From Mr Chan’s speech, we can see that this is the model that the government has chosen to stick with as a post-pandemic recovery plan.
But local experts had already predicted that the model is not sustainable in the long-run. Mr Yeoh, in 2017, had noted that the person who created this FDI-reliant economic model, Goh Keng Swee, had raised concerns even back then that the government may end up being overreliant on this model and would need to eventually move away from it in order to build up Singapore’s own industries.
However, as the model justifies the clampdown on fundamental rights and stranglehold on politics by the ruling party, this model is maintained, noted Mr Yeoh.
He explained, “That created its own political-economic dynamic. By the justification of continuing dependence on foreign capital, you have said we cannot afford strikes, we cannot afford any industrial action, we cannot afford any democratic noise on the streets.
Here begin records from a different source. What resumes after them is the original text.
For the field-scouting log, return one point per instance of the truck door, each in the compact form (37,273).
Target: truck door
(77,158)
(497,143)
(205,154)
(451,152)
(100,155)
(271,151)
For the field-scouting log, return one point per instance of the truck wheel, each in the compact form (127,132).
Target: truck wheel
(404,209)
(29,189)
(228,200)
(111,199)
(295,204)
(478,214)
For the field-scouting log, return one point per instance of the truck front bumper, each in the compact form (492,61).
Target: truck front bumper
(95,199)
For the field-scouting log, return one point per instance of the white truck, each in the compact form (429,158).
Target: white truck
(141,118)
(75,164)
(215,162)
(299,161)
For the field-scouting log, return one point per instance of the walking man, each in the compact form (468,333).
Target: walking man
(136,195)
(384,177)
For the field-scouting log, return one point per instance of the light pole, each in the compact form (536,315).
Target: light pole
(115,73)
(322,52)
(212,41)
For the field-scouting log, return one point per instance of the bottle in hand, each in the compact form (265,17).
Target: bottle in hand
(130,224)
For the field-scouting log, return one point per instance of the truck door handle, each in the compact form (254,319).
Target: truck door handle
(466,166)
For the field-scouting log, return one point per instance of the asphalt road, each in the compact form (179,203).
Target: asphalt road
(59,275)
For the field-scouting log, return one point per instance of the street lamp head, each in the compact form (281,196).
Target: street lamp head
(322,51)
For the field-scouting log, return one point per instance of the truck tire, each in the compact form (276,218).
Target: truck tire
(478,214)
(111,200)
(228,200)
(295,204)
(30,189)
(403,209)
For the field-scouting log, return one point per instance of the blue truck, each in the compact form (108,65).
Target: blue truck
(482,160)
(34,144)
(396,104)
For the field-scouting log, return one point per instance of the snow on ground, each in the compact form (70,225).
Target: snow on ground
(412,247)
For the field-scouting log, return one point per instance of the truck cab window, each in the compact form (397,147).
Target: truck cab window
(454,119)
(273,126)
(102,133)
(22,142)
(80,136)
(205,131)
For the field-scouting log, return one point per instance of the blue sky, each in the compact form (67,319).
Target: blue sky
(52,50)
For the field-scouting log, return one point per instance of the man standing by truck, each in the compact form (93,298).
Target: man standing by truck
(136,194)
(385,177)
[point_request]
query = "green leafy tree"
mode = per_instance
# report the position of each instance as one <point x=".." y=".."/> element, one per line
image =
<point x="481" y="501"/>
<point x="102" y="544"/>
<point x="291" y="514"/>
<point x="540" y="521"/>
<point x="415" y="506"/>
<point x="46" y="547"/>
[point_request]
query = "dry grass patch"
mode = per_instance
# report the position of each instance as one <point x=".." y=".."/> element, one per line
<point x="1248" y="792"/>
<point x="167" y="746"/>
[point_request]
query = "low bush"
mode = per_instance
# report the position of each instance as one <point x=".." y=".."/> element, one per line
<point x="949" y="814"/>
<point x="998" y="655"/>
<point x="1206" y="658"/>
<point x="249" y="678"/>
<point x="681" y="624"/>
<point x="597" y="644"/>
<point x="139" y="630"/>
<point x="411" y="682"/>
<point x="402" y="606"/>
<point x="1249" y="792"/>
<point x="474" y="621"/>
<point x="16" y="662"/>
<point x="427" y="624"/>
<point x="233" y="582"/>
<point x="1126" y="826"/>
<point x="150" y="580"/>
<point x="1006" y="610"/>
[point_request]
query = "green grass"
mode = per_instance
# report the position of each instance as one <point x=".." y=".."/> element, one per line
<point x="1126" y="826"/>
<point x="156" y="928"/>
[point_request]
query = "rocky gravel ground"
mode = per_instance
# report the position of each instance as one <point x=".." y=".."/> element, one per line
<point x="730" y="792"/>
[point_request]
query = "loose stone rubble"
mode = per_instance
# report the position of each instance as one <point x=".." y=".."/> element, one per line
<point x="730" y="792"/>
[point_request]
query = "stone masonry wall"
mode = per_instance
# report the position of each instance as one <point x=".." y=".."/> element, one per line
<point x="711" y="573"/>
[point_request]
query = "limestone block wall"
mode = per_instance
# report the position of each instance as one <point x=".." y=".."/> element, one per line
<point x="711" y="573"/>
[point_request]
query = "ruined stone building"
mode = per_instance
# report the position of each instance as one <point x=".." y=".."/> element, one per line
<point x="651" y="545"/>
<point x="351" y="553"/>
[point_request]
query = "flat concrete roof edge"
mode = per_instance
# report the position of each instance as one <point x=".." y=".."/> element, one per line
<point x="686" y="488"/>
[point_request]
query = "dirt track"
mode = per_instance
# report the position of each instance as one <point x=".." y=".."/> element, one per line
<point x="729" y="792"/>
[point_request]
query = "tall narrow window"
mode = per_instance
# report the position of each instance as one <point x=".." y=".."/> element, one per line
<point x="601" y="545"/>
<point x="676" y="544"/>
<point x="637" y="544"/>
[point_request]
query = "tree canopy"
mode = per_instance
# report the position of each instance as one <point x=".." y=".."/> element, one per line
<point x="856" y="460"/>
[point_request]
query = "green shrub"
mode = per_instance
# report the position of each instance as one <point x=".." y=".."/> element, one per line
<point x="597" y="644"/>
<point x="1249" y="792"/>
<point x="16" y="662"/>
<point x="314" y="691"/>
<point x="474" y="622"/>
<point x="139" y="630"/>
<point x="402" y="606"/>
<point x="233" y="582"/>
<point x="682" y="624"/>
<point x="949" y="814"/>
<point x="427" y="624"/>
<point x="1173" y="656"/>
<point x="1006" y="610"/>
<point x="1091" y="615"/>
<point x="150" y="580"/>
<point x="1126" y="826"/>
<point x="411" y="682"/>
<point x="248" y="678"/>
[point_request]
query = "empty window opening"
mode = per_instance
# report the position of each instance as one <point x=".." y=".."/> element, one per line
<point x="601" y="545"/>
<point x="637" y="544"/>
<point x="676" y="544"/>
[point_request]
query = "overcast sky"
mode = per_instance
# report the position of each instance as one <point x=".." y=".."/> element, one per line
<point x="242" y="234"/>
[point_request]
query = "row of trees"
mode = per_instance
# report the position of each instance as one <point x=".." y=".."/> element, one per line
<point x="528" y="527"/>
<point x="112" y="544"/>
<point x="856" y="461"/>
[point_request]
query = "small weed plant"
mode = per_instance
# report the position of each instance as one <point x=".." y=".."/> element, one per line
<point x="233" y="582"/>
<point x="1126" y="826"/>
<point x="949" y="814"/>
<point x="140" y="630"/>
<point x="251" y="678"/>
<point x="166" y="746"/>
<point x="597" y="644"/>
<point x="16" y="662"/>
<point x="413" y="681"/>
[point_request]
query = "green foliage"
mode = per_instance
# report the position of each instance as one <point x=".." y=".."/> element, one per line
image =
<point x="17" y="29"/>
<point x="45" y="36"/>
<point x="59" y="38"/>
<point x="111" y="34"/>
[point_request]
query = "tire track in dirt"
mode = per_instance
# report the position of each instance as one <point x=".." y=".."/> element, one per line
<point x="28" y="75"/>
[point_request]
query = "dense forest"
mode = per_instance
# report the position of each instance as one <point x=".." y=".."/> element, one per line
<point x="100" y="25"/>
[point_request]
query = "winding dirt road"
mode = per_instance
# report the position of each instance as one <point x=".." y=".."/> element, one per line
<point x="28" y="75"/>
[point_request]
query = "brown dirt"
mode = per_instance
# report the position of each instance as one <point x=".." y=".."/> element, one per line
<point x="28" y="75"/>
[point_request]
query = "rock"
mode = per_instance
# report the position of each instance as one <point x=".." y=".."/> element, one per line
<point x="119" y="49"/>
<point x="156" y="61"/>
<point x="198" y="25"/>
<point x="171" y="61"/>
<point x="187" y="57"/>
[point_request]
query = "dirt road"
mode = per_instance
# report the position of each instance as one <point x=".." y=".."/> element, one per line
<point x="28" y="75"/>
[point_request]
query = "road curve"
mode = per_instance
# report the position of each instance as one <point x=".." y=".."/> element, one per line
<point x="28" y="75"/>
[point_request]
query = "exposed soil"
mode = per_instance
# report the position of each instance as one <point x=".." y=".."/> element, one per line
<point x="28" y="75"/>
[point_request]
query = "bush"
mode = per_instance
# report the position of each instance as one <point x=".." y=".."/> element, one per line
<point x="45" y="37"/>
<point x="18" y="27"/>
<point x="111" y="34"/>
We can’t even afford to have an occupy movement that we saw in Hong Kong, otherwise we will lose all this capital. So you have created and perpetuated a system that its original founder (Goh Keng Swee) found faulty for economic reasons but has severe political, negative implications that you must forever remain, a muted and docile polity.”
To drive home his point, Mr Yeoh highlighted that 100% of Singapore GIC’s total holdings at US$354 billion (in 2017) is invested in foreign companies, not local companies.
In the aftermath of the global COVID-19 pandemic which has brought many economies to a halt thus threatening many small and medium local enterprises, and even major global brands, this overreliance on foreign investment could end up becoming a weakness in Singapore, not a strength.
After all, as Mr Chan said, protectionism is on the rise around the world. And yet, the model persists.